Washington, 12 gennaio 2026 – Il presidente degli Stati Uniti Donald Trump ha confermato di aver discusso con Elon Musk la possibilità di fornire il servizio satellitare Starlink all’Iran, con l’obiettivo di superare le restrizioni imposte dal regime di Teheran sull’accesso a internet durante le recenti proteste antigovernative. Lo ha reso noto la portavoce della Casa Bianca, Karoline Leavitt, nel corso di un briefing con i giornalisti.
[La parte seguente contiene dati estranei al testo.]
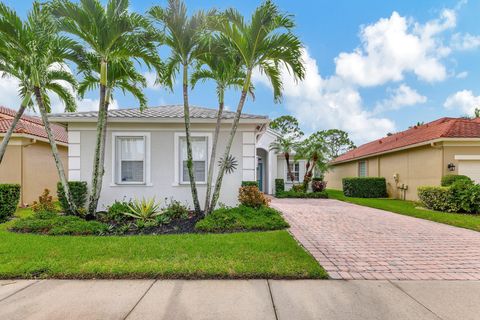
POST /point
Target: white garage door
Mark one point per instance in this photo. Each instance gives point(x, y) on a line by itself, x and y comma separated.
point(470, 168)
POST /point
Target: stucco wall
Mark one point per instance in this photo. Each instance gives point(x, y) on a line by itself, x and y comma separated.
point(415, 167)
point(39, 170)
point(163, 185)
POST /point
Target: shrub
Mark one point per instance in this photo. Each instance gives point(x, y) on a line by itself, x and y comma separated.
point(279, 186)
point(242, 218)
point(251, 196)
point(318, 185)
point(365, 187)
point(437, 198)
point(44, 203)
point(144, 210)
point(9, 197)
point(78, 190)
point(312, 195)
point(59, 225)
point(176, 210)
point(249, 184)
point(450, 179)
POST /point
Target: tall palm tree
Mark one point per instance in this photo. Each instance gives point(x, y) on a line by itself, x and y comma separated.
point(34, 53)
point(221, 65)
point(265, 42)
point(183, 35)
point(111, 33)
point(285, 146)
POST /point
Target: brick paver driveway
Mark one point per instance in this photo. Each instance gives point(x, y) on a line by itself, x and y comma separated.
point(355, 242)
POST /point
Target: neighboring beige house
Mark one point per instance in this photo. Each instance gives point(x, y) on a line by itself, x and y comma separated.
point(146, 152)
point(419, 156)
point(28, 160)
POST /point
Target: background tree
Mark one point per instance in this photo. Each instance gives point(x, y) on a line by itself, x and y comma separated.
point(111, 33)
point(35, 54)
point(265, 43)
point(288, 139)
point(217, 62)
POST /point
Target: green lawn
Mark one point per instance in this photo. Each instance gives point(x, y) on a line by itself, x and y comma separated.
point(273, 254)
point(409, 208)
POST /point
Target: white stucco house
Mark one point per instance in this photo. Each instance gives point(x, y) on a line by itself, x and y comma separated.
point(145, 152)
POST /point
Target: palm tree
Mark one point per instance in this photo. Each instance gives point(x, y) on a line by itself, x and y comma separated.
point(267, 43)
point(219, 64)
point(34, 53)
point(183, 35)
point(285, 146)
point(111, 33)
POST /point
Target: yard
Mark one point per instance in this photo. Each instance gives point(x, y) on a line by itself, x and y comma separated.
point(410, 208)
point(273, 254)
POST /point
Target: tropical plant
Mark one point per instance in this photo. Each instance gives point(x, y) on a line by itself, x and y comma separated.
point(219, 63)
point(266, 43)
point(288, 138)
point(183, 35)
point(314, 150)
point(143, 210)
point(33, 52)
point(111, 34)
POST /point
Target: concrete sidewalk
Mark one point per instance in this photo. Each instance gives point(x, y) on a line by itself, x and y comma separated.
point(238, 299)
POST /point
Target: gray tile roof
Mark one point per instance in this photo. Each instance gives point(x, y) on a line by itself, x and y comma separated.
point(162, 112)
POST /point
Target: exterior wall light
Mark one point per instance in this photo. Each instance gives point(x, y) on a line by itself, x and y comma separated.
point(451, 167)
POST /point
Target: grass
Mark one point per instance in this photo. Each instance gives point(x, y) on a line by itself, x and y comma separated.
point(273, 254)
point(242, 218)
point(410, 208)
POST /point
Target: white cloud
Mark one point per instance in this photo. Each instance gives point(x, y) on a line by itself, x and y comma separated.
point(394, 46)
point(464, 100)
point(465, 41)
point(320, 103)
point(400, 97)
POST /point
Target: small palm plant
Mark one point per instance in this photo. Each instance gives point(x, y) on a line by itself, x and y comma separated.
point(144, 210)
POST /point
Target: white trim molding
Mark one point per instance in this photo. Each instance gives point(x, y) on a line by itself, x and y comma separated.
point(176, 155)
point(146, 135)
point(467, 157)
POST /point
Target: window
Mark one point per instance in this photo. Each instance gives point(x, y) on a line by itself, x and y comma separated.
point(295, 168)
point(362, 168)
point(130, 154)
point(199, 154)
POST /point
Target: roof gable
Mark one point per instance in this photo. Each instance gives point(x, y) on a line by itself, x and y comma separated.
point(441, 128)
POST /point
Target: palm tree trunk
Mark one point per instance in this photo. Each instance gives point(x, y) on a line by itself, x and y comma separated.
point(18, 115)
point(56, 155)
point(211, 166)
point(99, 157)
point(221, 173)
point(186, 115)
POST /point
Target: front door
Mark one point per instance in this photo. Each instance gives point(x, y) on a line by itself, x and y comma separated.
point(260, 174)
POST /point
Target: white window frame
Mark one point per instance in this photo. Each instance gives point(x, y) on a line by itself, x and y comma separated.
point(147, 161)
point(366, 168)
point(286, 177)
point(176, 159)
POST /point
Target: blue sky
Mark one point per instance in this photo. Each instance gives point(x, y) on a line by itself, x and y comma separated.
point(372, 66)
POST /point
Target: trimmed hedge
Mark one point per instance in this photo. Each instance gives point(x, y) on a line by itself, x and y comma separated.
point(9, 197)
point(79, 192)
point(279, 186)
point(450, 179)
point(249, 184)
point(365, 187)
point(308, 195)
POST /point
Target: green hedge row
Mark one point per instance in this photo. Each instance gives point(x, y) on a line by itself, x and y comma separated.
point(9, 197)
point(79, 192)
point(365, 187)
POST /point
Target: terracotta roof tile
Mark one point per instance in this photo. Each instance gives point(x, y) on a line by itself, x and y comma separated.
point(441, 128)
point(30, 125)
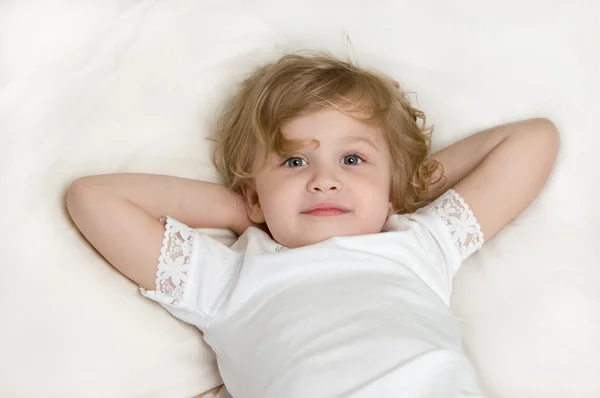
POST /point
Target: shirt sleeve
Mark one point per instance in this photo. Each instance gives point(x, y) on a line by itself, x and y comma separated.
point(195, 274)
point(447, 230)
point(450, 225)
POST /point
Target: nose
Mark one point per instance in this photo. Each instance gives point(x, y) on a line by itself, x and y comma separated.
point(324, 180)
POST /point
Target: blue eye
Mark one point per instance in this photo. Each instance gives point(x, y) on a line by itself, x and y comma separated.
point(295, 162)
point(352, 159)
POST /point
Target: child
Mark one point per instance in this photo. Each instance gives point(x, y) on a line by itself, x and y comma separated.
point(351, 233)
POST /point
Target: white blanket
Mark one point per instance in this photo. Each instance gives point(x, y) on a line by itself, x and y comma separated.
point(135, 86)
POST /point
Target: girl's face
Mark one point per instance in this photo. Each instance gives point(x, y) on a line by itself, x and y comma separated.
point(340, 188)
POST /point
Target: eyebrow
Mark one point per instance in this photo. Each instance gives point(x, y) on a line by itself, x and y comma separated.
point(365, 140)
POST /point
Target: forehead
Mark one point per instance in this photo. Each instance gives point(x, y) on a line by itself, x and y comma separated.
point(329, 123)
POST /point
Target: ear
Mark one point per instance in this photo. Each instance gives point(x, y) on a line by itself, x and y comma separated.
point(253, 209)
point(390, 209)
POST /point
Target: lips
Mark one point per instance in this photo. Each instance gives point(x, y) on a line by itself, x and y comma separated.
point(326, 210)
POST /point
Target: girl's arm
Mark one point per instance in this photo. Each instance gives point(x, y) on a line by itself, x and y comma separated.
point(119, 215)
point(500, 171)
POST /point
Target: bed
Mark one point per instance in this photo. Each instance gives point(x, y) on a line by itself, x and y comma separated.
point(135, 86)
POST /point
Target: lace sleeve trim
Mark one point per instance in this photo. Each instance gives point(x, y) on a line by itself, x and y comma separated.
point(460, 221)
point(175, 259)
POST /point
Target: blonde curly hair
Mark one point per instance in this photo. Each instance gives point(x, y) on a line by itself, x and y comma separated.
point(297, 85)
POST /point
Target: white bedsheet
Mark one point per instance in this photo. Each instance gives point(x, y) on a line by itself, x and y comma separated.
point(134, 86)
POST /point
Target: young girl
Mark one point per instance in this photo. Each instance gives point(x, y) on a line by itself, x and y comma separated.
point(351, 234)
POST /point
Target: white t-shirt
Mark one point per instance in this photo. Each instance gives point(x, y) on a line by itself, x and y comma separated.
point(357, 316)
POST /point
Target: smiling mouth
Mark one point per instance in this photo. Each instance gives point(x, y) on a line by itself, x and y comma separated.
point(326, 211)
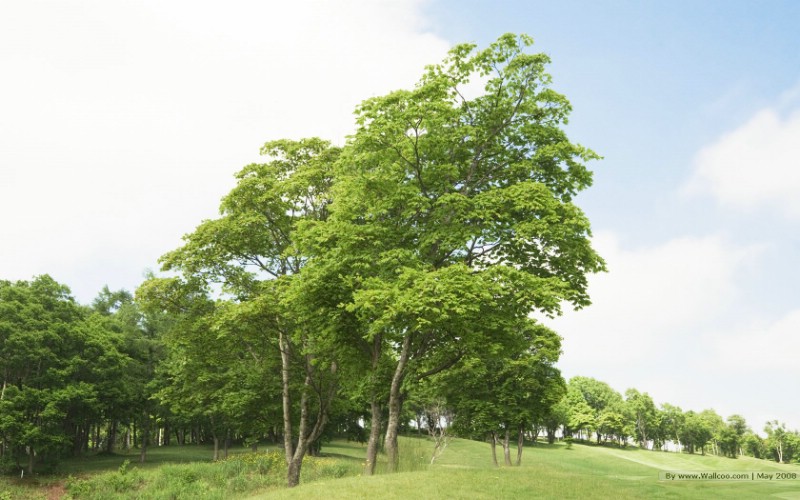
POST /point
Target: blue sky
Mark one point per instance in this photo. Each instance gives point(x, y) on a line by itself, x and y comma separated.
point(123, 124)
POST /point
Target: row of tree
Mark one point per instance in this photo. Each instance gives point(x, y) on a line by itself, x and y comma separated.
point(93, 378)
point(422, 245)
point(73, 376)
point(591, 407)
point(345, 290)
point(337, 279)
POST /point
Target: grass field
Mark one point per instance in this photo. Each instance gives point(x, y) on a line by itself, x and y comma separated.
point(463, 471)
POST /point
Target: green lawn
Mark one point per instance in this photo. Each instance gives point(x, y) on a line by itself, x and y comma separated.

Starlink in Iran: un’opzione strategica per aggirare il blackout digitale
L’offerta di Elon Musk, fondatore di SpaceX e proprietario di Starlink, di attivare il servizio di internet satellitare in Iran rappresenta una mossa significativa nel contesto delle tensioni interne al paese mediorientale. Il regime di Teheran ha infatti adottato ripetute limitazioni e interruzioni delle connessioni internet per sopprimere il dissenso, causando blackout digitali che hanno isolato circa il 99% del traffico internet. Starlink, grazie alla sua costellazione di satelliti in orbita terrestre bassa, può fornire un accesso a internet indipendente dalle infrastrutture controllate dallo Stato, permettendo ai cittadini iraniani di aggirare la censura e mantenere la comunicazione.
Tuttavia, l’efficacia di Starlink in Iran è stata finora limitata da diversi ostacoli pratici e politici. L’importazione dei terminali necessari è complicata dalle sanzioni internazionali e dal rischio di repressione da parte del regime, che monitora e reprime severamente l’uso di apparecchiature non autorizzate. Inoltre, le recenti interruzioni dei segnali GPS da parte delle autorità iraniane hanno compromesso la funzionalità dei ricevitori Starlink, riducendo significativamente la qualità della connettività.
Trump valuta tutte le opzioni sull’Iran, inclusa la fornitura di Starlink
Parallelamente alla discussione sulla connettività, la Casa Bianca ha ribadito che Donald Trump mantiene aperte tutte le opzioni sull’Iran, compresi possibili raid aerei, ma con la diplomazia sempre come prima scelta. L’amministrazione sta valutando inoltre misure non militari come operazioni informatiche mirate e nuove sanzioni economiche.
Nel frattempo, la fornitura di Starlink si inserisce in un quadro più ampio di strategie volte a sostenere i manifestanti iraniani nell’accesso a informazioni libere e a contrastare il blackout informativo imposto dal regime. Trump ha definito Musk “molto bravo in questo genere di cose” e ha espresso l’intenzione di collaborare con lui per facilitare il ripristino dell’accesso a internet in Iran.
Il ruolo di Elon Musk come attore globale nel soft power tecnologico continua a crescere, con precedenti significativi in aree di conflitto come l’Ucraina e Gaza. Nonostante le sfide, l’attivazione di Starlink in Iran rappresenta una delle iniziative più rilevanti per la libertà digitale in un contesto geopolitico complesso e delicato.